The final count for the festival was 11,000 although other sources put the event at 6,500 people.

== Stamp ==
To honour the festival, Algeria released a special stamp by artist and painter Djazia Cherrih featuring the logo of the youth festival.

== Activities ==
Most of the events were held at the Université des sciences et de la technologie Houari-Boumediene. Political themes of the conferences included peace, security, international co-operation; self-determination, sovereignty, national liberation, solidarity; democracy; development and the environment; employment; education, science, and technology; childhood; women; health; communication and culture; racism, neo-fascism and discrimination; youth's movements; the students' movement; human and peoples' rights.

The Festival aimed to be an open forum for young people to exchange experiences, work together for alternative solutions, and establish joint programs of action on a wide range issues. Topics of discussion and themes of debates included disarmament and building a nuclear-free world, the "New World Order" and NATO, as well as neo-liberal globalisation.

One day of the festival was devoted to solidarity with the people of Puerto Rico, especially the fight to get the U.S. Navy out of the island of Vieques, which was then being used as a bombing range and testing ground by the navy and United States Navy in Vieques, Puerto Rico.

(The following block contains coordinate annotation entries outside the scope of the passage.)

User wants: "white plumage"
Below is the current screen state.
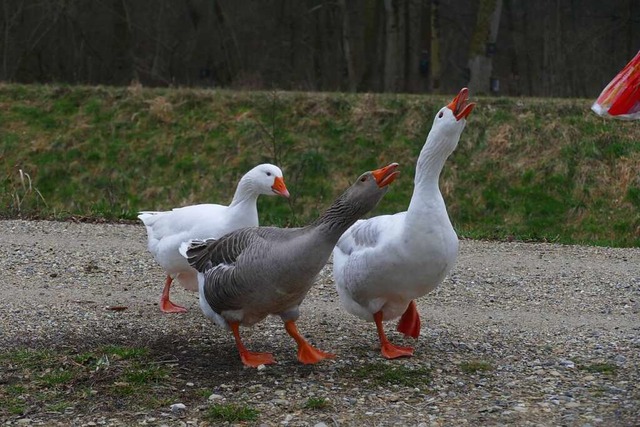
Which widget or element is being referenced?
[333,88,475,358]
[138,163,289,313]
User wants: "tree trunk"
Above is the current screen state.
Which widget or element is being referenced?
[338,0,358,92]
[469,0,502,94]
[384,0,401,92]
[429,1,441,92]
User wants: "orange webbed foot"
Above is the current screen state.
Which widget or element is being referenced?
[398,300,420,338]
[380,342,413,359]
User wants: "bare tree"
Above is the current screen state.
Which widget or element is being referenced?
[469,0,502,94]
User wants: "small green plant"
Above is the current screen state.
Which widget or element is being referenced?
[579,363,618,374]
[102,345,149,360]
[123,365,167,386]
[348,363,431,387]
[460,360,493,374]
[205,404,259,423]
[40,369,76,387]
[304,397,331,410]
[13,169,49,214]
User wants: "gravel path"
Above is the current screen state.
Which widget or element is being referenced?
[0,221,640,427]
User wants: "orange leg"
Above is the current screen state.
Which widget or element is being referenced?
[229,322,276,368]
[160,274,187,313]
[398,300,420,338]
[284,320,336,365]
[373,310,413,359]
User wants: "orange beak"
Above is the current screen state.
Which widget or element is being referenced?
[371,163,400,188]
[271,176,289,199]
[447,87,476,120]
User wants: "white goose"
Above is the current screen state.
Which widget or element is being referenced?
[180,163,398,367]
[138,163,289,313]
[333,88,475,359]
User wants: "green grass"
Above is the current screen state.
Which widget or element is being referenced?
[0,346,174,416]
[205,404,259,423]
[353,363,431,387]
[460,360,493,374]
[0,84,640,247]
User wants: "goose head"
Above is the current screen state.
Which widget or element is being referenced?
[242,163,289,198]
[427,87,476,156]
[344,163,400,217]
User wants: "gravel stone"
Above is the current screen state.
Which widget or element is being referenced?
[0,220,640,427]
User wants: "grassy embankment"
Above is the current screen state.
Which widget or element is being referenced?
[0,84,640,246]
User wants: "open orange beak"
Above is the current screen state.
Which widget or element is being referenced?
[447,87,476,120]
[371,163,400,188]
[271,176,289,199]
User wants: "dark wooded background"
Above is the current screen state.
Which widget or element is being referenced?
[0,0,640,97]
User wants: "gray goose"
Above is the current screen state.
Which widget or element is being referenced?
[180,163,398,367]
[138,163,289,313]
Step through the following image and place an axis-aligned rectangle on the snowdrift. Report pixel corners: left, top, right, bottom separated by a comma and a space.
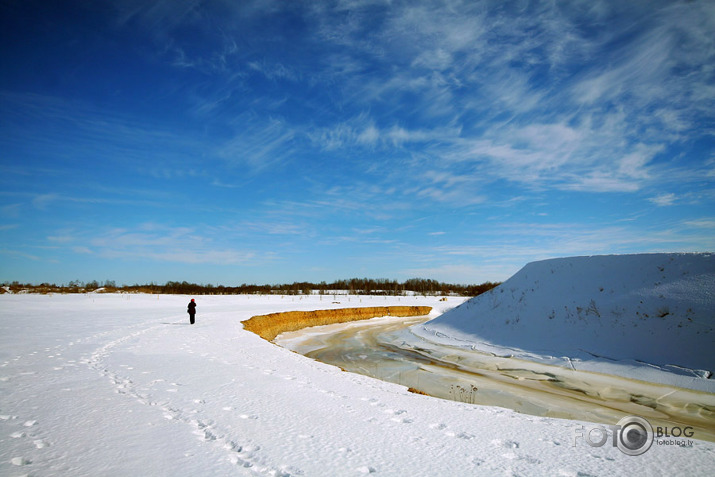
411, 253, 715, 392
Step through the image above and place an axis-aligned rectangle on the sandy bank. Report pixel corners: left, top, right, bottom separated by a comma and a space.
242, 306, 432, 341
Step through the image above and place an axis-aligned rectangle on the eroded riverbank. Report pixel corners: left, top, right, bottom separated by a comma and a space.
274, 317, 715, 441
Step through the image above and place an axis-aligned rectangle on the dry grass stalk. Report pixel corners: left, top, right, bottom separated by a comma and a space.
242, 306, 432, 341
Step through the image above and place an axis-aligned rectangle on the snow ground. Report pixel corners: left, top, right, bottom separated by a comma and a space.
407, 253, 715, 393
0, 294, 715, 476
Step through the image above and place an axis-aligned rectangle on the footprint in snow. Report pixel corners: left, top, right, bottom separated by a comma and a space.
32, 439, 50, 449
10, 457, 32, 467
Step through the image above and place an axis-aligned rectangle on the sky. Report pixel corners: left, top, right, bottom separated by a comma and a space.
0, 0, 715, 285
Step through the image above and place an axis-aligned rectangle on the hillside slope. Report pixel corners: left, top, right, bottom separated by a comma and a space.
411, 254, 715, 392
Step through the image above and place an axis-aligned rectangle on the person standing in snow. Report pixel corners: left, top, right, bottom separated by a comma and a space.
186, 298, 196, 325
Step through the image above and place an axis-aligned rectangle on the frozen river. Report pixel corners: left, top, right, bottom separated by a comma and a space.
275, 317, 715, 440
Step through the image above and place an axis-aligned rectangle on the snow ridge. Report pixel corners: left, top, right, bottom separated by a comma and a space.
411, 253, 715, 392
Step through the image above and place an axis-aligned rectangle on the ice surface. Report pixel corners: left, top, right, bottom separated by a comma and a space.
0, 280, 715, 476
412, 254, 715, 392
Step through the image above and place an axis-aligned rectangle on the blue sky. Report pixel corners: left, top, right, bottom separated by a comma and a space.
0, 0, 715, 285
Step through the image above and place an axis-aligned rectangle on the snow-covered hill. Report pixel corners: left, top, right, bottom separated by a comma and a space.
412, 254, 715, 392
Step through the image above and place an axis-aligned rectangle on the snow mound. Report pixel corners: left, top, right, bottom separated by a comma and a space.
411, 253, 715, 392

A combined forum in solidarity with the struggles of the people of Cuba, Puerto Rico, Venezuela, and Colombia also took place. The panel included María Pili Hernández, representing the youth of the Fifth Republic Movement of Venezuela, the party founded by Hugo Chávez. She described changes in Venezuela's constitution and other measures by the Chávez government as an alternative example, a "third road," in the fight against imperialism.

Also discussed were questions like the eradication of racism, gender equality, HIV/AIDS and drug abuse. For example, the event featured a joint WFDY - UNESCO Conference on "the Role of Young Women in promoting culture of peace in Africa". The festival also took place on the occasion of the 35th anniversary of the founding of the Organization of Caribbean and Latin American Students (OCLAE), who noted that the student federations represented in OCLAE and at the 15th world youth festival are part of an emerging anti-imperialist youth movement that is revitalizing the organization.

Cultural activities at the festival included a series of amateur tournaments, including football, basketball, handball, a wheelchair competition, a chess match, tennis and table tennis. A series of festivals were also held including of political song, modern music, dance and mime, traditional folklore, and of film-makers.